Marketplaces commonly concentrate listings among a few dominant sellers because of structural advantages that reinforce themselves over time. Network effects reward sellers who already attract many buyers, while scale economies and superior data give large sellers lower marginal costs and better targeting. Jean Tirole at Toulouse School of Economics explains how two-sided markets create self-reinforcing leadership, and Erik Brynjolfsson at Massachusetts Institute of Technology has documented how platform algorithms tend to amplify successful listings, making it harder for newcomers to gain visibility.

Mechanisms behind concentration

Algorithms that rank search results, sponsored placement systems, and differential fee structures shape which listings consumers see. Algorithmic bias can arise unintentionally when ranking favors sales velocity, ratings, or historical conversion, all of which benefit incumbents. Carl Shapiro at University of California Berkeley emphasizes that data-driven advantages create durable market power because incumbents control richer behavioral signals.

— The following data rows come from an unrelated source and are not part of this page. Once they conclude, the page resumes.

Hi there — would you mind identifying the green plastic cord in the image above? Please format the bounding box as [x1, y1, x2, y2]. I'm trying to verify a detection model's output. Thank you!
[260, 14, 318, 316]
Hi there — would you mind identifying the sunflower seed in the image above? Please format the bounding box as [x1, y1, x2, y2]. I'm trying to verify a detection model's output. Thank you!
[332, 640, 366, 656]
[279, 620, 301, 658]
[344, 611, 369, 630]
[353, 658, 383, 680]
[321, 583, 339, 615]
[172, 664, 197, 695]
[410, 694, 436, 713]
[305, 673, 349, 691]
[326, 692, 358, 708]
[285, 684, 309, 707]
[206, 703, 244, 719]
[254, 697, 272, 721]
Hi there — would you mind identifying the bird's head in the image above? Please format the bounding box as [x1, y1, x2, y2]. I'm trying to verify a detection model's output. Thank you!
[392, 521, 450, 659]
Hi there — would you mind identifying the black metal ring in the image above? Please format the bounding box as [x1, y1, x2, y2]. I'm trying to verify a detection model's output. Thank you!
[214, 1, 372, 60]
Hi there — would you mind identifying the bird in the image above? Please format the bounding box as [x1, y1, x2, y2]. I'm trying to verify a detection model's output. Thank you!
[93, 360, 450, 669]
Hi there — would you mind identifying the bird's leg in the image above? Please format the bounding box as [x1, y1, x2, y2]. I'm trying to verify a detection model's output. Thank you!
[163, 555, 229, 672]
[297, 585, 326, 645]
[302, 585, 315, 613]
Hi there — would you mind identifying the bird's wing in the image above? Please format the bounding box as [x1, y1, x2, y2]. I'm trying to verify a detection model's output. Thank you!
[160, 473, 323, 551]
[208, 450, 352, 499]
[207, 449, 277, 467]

Local culture and geography matter too: marketplaces that favor centralized logistics can displace small regional sellers who depend on in-person craft, seasonal cycles, or territory-specific supply chains.

Practical and policy interventions

Preventing concentration requires a mix of platform design, regulation, and market stewardship. Transparent ranking rules and algorithmic explainability increase fairness and allow external audit, an approach discussed by economists focused on digital markets. Mandating data portability and access for competing sellers reduces lock-in and enables multi-homing, which weakens dominant sellers’ grip. Structural separation or strict rules on marketplace-owned retail operations can prevent self-preferencing that sidesteps third-party sellers, a concern raised in antitrust debates by Fiona Scott Morton at Yale School of Management.

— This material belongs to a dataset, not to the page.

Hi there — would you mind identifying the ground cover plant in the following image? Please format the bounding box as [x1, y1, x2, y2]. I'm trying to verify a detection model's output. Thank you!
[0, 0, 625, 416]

Interventions must respect cultural and environmental trade-offs. Promoting discoverability for local artisans and smaller inventory sizes can preserve regional economic diversity and reduce carbon intensity from long-haul shipping. Fee design that rewards diversity of listings rather than pure volume can support microentrepreneurs and culturally specific goods. No single policy suffices: a combination of transparent algorithms, enforceable non-discrimination rules, pro-competitive data policies, and attention to territorial and environmental impacts offers the best chance of keeping marketplaces pluralistic and resilient.